I was seriously considering this. What changes would I need to make with the harness connecting my kenwood headunit to the car's audio harness? I'm assuming the car's harness runs wires to both green and gray connectors?


----------



## groggory (Apr 21, 2003)

napak3 said:


> I was seriously considering this. What changes would I need to make with the harness connecting my kenwood headunit to the car's audio harness? I'm assuming the car's harness runs wires to both green and gray connectors?


In my old mk4 GTI w/ monsoon I put an aftermarket head unit in, aftermarket 4 channel amp where the old monsoon was, and new component speakers to replace the stock monsoon speakers.

I reused the factory wiring for the speaker wiring coming from the monsoon amp location.

I ran new RCA's from the new headunit to the amp.

The amp was a class D amp made by Alpine...so I reused the monsoon's power wires instead of dragging high awg wire from the battery.
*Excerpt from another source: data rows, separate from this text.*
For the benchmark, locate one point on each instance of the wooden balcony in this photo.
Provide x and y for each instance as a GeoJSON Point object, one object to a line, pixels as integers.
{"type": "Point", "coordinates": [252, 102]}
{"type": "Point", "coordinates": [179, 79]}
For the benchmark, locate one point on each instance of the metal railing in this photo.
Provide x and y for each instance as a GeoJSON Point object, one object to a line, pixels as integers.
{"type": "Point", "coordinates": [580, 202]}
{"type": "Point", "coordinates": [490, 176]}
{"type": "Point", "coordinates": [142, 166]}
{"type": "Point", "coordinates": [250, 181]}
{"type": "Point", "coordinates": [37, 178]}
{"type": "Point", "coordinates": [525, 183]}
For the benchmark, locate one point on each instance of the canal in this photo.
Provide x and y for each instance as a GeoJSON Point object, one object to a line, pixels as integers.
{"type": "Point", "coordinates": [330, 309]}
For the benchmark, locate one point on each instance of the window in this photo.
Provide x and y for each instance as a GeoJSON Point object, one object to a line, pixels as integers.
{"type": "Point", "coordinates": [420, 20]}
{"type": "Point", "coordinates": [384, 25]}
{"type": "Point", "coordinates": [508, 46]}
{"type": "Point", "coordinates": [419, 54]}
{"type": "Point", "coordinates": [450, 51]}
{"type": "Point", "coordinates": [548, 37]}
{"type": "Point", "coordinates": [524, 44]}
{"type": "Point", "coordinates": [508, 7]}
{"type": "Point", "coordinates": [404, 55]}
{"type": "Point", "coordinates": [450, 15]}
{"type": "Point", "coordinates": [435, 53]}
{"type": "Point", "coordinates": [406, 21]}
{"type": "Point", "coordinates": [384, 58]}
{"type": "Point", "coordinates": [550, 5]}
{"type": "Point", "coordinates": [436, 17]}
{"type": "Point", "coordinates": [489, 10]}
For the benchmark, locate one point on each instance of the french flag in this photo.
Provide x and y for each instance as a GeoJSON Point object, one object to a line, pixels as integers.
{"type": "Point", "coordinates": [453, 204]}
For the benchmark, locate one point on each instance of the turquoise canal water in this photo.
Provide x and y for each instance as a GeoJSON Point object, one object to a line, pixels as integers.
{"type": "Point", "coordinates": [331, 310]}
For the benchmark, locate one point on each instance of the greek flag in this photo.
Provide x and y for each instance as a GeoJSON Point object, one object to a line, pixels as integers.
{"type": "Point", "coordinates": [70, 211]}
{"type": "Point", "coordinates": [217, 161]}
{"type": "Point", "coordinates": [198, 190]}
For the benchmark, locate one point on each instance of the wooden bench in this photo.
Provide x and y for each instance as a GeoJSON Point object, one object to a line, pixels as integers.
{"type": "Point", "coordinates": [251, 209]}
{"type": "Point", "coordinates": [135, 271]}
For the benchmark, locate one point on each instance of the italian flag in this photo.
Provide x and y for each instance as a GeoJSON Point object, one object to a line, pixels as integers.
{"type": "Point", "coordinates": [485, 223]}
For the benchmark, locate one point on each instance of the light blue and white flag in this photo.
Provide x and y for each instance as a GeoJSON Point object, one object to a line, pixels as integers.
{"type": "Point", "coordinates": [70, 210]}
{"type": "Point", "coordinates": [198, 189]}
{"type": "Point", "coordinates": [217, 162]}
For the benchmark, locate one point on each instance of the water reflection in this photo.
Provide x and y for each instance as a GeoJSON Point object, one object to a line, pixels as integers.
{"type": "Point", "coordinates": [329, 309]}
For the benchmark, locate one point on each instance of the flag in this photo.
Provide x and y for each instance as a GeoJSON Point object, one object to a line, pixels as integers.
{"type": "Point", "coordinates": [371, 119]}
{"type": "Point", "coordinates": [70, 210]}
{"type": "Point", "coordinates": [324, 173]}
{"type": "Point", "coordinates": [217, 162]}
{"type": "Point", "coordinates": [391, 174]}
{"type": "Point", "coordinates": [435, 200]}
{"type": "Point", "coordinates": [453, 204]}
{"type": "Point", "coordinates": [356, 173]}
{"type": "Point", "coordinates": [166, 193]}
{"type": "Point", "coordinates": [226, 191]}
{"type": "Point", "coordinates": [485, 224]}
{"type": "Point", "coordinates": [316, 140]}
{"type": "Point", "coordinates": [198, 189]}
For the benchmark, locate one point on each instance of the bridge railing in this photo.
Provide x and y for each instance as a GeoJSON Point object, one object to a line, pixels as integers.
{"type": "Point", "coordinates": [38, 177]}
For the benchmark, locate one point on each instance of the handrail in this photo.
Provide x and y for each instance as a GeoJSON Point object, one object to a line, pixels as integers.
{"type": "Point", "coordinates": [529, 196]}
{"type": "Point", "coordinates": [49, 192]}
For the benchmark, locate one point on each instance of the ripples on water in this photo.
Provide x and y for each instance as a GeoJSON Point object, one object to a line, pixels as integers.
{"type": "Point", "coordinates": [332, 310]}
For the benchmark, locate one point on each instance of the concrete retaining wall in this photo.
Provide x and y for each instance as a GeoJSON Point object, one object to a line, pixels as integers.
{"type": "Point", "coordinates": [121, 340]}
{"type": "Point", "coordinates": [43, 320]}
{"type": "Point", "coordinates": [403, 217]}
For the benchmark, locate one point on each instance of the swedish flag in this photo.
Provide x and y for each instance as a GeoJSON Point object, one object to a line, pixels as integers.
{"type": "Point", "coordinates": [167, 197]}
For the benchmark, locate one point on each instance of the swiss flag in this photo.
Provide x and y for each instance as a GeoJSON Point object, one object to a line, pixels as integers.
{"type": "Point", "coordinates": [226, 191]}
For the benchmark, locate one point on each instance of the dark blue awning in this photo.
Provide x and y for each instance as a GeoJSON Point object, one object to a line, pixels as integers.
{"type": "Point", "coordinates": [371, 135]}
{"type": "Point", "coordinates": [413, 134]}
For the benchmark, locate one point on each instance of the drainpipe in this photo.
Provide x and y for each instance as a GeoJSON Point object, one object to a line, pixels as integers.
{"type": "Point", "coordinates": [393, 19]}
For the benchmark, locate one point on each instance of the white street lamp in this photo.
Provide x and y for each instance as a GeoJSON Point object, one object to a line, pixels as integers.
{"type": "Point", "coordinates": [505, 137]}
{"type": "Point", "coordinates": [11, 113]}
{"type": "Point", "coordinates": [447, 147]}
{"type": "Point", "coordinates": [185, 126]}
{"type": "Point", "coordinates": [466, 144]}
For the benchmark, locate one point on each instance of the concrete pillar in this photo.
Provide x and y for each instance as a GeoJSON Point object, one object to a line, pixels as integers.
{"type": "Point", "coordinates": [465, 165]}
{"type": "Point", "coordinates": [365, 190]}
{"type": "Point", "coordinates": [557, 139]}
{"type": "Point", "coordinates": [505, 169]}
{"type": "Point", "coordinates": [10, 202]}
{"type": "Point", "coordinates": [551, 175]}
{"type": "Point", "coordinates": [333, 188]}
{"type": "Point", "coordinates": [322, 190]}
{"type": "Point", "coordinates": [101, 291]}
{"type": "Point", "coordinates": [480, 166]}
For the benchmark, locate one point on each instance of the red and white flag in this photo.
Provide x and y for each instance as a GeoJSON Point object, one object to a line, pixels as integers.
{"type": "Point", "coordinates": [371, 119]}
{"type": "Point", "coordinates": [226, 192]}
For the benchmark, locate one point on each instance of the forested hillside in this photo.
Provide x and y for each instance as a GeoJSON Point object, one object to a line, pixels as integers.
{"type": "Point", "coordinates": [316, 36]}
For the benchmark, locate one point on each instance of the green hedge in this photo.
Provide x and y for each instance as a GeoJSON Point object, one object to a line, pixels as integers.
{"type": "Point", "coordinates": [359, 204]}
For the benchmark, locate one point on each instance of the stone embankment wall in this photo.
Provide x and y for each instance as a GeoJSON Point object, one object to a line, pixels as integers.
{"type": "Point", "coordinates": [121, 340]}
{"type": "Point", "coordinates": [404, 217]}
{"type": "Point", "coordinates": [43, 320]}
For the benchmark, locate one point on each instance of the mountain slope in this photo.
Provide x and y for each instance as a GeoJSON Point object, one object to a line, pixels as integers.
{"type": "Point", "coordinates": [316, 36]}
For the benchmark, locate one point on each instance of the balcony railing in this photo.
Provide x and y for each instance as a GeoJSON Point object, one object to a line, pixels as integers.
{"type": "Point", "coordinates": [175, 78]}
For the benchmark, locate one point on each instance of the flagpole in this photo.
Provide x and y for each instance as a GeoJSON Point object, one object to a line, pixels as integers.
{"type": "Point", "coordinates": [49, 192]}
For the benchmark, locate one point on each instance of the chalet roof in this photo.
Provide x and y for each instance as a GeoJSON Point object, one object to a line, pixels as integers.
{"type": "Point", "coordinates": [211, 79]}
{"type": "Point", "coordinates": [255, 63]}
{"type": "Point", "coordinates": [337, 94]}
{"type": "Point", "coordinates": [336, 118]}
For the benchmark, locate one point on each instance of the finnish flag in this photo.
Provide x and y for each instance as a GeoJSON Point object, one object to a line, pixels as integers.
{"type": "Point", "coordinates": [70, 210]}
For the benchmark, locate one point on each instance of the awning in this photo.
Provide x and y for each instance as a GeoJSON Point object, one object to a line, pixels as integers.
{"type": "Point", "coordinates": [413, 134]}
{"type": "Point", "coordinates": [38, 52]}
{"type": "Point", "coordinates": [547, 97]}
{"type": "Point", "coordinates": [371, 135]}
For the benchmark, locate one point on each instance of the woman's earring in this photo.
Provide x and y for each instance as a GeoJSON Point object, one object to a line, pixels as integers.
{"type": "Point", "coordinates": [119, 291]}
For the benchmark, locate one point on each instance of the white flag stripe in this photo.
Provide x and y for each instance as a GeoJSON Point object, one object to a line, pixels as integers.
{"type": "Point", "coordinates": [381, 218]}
In retrospect I should throw a 1F capacitor next to the amp this time.

I put the component speaker crossover networks next to the amp.


...as to your question.

One connector has most of its wires going to the headunit location

One connector has most of its wires going to the speakers


----------



## NFrazier (Jul 22, 2006)

Even if a class D, I highly do NOT recommend using the factory monsoon power wiring. All you need to run is an 8 awg power wire, it's so easy in these cars it's not even funny.

I ran 2 awg in my car, right down the middle w no issue, so 8 awg, which is significantly smaller is so easy.

Anyways, Run new 16 awg wiring to the new speakers, rcas and remote from the headunit back to the amp, power and ground. The door boots are extremely easy to get through.

One of the plugs is the input, one is the output. Remove the monsoon, leave the factory wiring there (in case you ever want to reutrn to stock), install the new amp w new wiring, good to go.


----------



## napak3 (Mar 14, 2004)

Thank you for all the replies. :thumbup:


----------



## napak3 (Mar 14, 2004)

I have several external units such as external Bluetooth, external Navigation, and HD Radio modules that will be in the passenger foot well. Ive seen people mount these units (to organize everything) on a piece of plastic. Is it really PLASTIC that they mount these units on or is it some other type of material?


----------



## napak3 (Mar 14, 2004)

Another stupid question:

I'm planning on running new speaker wire. I've been told to run the speaker wire and power wire from the battery on different sides of the car But, if I'm going to run speaker wire from speakers on left side of car and speakers on right side of car to the amp in the back, I would still have to have to run the power wire either on the left or right side of car, which would run parallel with either the speaker wire from either the left side or right side?

Clearly, I am a bit confused. Any help?


----------



## NFrazier (Jul 22, 2006)

napak3 said:


> Another stupid question:
> 
> I'm planning on running new speaker wire. I've been told to run the speaker wire and power wire from the battery on different sides of the car But, if I'm going to run speaker wire from speakers on left side of car and speakers on right side of car to the amp in the back, I would still have to have to run the power wire either on the left or right side of car, which would run parallel with either the speaker wire from either the left side or right side?
> 
> Clearly, I am a bit confused. Any help?


Easy solution, run the power down the middle, especially the size wire you need it'll be really easy.


----------